Ainda me lembro da janela do quarto, o meu quarto, das árvores do cinzento, ainda me lembro do cheiro pesado a cigarros nas paredes, nas folhas amarelas dos meus livros amontoados, os meus livros...
Ainda me lembro do quanto sorri e do quanto chorei naquele quarto, entre essas paredes, cheias de postais e borboletas, tudo emoldurado pela janela.
Lembro-me de quem fui, de quem me afastei, de quem me criei, de quem me esqueci, lembro todas, sou todas. Fui todas.
O horizonte acinzenta-se na sua infinitude. Uma criança brinca com o triciclo novo. Outra criança de roupas rasgadas brinca com o seu triciclo sem rodas. Outros jogam cartas, outros vendem cajú, outros olham e outros nada...
Outros fazem um ckeck-in, outros fazem um check-out. Outros nascem, outros morrem.
Tudo acontece e se sucede. Como eu. Como nós. Como todos.
Deixar-me ir na estranheza de lembrar. Lembrar e saber. Lembrar e duvidar. Lembrar e querer. Lembrar e melhorar. Lembrar e seguir.

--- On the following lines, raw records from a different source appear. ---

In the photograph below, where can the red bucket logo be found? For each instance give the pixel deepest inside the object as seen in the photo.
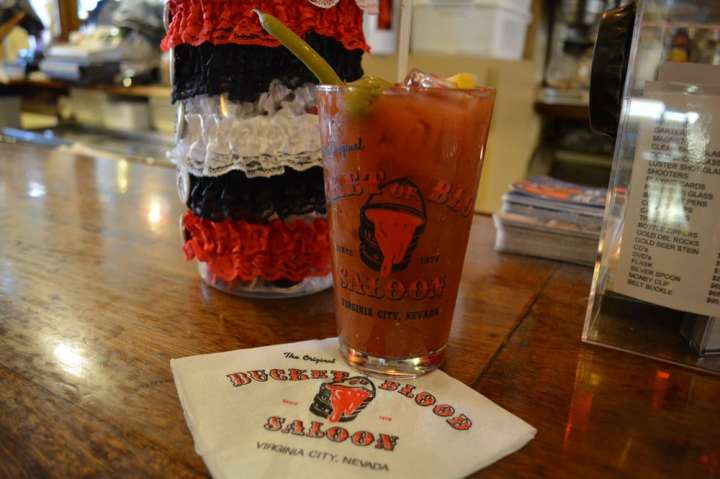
(342, 401)
(391, 222)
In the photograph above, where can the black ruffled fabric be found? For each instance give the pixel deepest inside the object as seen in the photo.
(256, 200)
(245, 71)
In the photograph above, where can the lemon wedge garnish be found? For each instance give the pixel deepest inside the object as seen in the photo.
(463, 81)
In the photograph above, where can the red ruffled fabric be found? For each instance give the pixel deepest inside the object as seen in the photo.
(232, 21)
(235, 250)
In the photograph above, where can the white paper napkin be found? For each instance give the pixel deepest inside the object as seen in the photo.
(298, 410)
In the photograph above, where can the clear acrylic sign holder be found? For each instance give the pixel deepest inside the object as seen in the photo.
(656, 287)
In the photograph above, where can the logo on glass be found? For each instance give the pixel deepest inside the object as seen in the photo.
(391, 221)
(342, 401)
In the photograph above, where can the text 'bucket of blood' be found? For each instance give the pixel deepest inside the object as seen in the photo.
(401, 178)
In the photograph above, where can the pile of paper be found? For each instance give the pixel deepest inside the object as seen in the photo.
(552, 219)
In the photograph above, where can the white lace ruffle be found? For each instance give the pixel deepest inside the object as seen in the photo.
(261, 139)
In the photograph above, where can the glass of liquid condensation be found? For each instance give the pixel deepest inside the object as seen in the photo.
(401, 178)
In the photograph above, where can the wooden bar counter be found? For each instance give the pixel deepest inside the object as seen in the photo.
(96, 298)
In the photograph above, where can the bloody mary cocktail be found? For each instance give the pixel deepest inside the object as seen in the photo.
(401, 177)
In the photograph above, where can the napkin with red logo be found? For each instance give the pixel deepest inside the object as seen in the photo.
(298, 410)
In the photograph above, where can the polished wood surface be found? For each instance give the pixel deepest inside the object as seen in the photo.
(96, 298)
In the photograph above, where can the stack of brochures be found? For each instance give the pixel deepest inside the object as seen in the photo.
(553, 219)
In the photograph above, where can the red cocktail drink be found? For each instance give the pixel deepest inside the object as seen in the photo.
(401, 177)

Lembrar e matar.
Como um caminho que se percorre de olhos vedados, a rendas.
A minha avó e as suas agulhas, a minha avó e o seu crochet, a minha avó e as suas histórias de terror, a minha avó e o seu forno de lenha, a minha avó e os seus gritos.
Memórias, desenhos, palavras, tinta dispersa em papel, como na memória.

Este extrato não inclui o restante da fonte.